30 March 2005

Tip: New use for Bart's PE

Users of Windows XP may be familiar with Bart's PE, which is a free utility that builds a bootable CDR that can operate as a maintenance OS for stricken XP systems.

Like CDR-booted Linux, a Bart's PE CDR can support USB sticks, but only as long as they are present when the CDR boots up. It won't detect a USB stick inserted mid-session.

A less-obvious use of a Bart's PE CDR is as a means of trasferring material between older versions of Windows with poor native support for USB sticks, and such sticks. For example, let's say you carry around your latest updates and anti-malware tools on a USB stick, but are confronted with a Win98 PC in the field. Either you don't have your USB stick's driver CD-ROM with you, or you don't want to pollute that PC with drivers for a device it will never see again.

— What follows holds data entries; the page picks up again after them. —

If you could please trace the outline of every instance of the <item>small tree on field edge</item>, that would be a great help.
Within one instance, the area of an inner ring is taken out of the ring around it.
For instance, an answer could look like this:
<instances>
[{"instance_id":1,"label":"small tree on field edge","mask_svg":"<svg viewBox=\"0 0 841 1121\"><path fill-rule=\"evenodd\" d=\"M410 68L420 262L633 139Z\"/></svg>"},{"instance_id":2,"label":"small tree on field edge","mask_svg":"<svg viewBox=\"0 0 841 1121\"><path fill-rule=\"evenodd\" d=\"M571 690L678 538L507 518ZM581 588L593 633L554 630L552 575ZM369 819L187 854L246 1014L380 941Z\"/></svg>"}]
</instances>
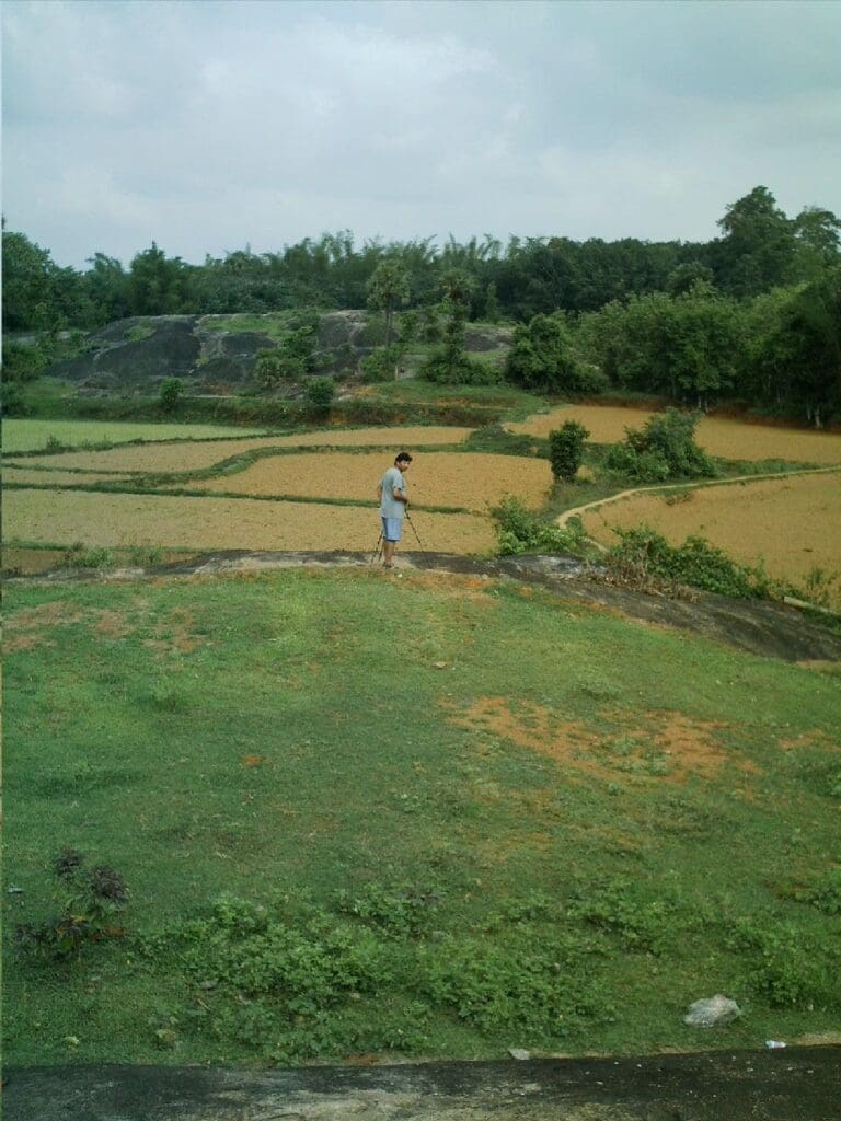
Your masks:
<instances>
[{"instance_id":1,"label":"small tree on field edge","mask_svg":"<svg viewBox=\"0 0 841 1121\"><path fill-rule=\"evenodd\" d=\"M584 444L590 435L583 424L566 420L549 433L549 461L555 479L571 482L584 458Z\"/></svg>"}]
</instances>

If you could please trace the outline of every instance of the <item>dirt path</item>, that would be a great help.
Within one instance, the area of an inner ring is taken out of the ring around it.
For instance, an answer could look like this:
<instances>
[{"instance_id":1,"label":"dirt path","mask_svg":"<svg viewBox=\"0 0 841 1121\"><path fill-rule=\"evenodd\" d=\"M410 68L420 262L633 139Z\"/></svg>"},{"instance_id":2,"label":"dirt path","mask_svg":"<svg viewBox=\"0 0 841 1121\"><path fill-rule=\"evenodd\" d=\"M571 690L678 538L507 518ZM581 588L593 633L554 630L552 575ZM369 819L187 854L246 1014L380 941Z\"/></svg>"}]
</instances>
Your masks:
<instances>
[{"instance_id":1,"label":"dirt path","mask_svg":"<svg viewBox=\"0 0 841 1121\"><path fill-rule=\"evenodd\" d=\"M6 1121L838 1121L841 1047L230 1071L8 1071Z\"/></svg>"},{"instance_id":2,"label":"dirt path","mask_svg":"<svg viewBox=\"0 0 841 1121\"><path fill-rule=\"evenodd\" d=\"M369 553L257 553L231 550L193 556L187 560L153 568L117 572L58 569L40 576L7 577L33 583L61 583L70 580L138 580L159 576L224 576L238 572L271 571L302 565L370 567ZM732 600L710 592L694 592L684 600L666 599L609 584L598 567L572 557L521 555L478 559L447 553L404 552L397 569L382 578L403 578L415 571L435 571L446 578L470 575L483 578L512 578L536 584L567 600L604 608L646 624L692 631L733 649L766 658L801 664L841 663L841 637L810 622L796 608L765 600Z\"/></svg>"},{"instance_id":3,"label":"dirt path","mask_svg":"<svg viewBox=\"0 0 841 1121\"><path fill-rule=\"evenodd\" d=\"M572 510L565 510L561 517L557 518L555 524L563 528L570 518L580 517L582 513L586 513L590 510L598 510L602 506L619 502L625 498L634 498L637 494L662 493L665 491L701 490L705 487L729 487L731 483L757 483L764 479L787 479L789 475L821 475L833 471L841 471L841 467L798 467L793 471L773 471L763 475L736 475L732 479L705 479L702 482L696 483L657 483L654 487L635 487L631 490L620 491L618 494L611 494L609 498L600 498L594 502L585 502L584 506L576 506ZM604 548L604 546L599 541L593 541L593 544L601 549Z\"/></svg>"}]
</instances>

So you can insert the USB stick, then boot that PC off Bart's PE CDR. Using that OS's native support for USB sticks, you can do the transfers that way.

Today's links for Win98 / IE 6 users:

http://www.frankprovo.com/win98ie6filesproblem.htm

http://support.microsoft.com/Default.aspx?kbid=260723

I may have more on the issue referred to in the first link in a day or few!

Today's remembered music albums are a beautifully depressing pair: Lou Reed's "Berlin", which I regard as a singular achievement that puts him up in the firmament even if he did nothing else, and Nico's "The End". Though what we played at tonight's Bridge was an album by The Mediaeval Baebes, as no-one felt like getting depressed :-)

1 comment:

IT-Helper said...

I use BART PE as a system recovery here at work... and it has saved many peoples hard drives (harddrive was fine, but unbootable.)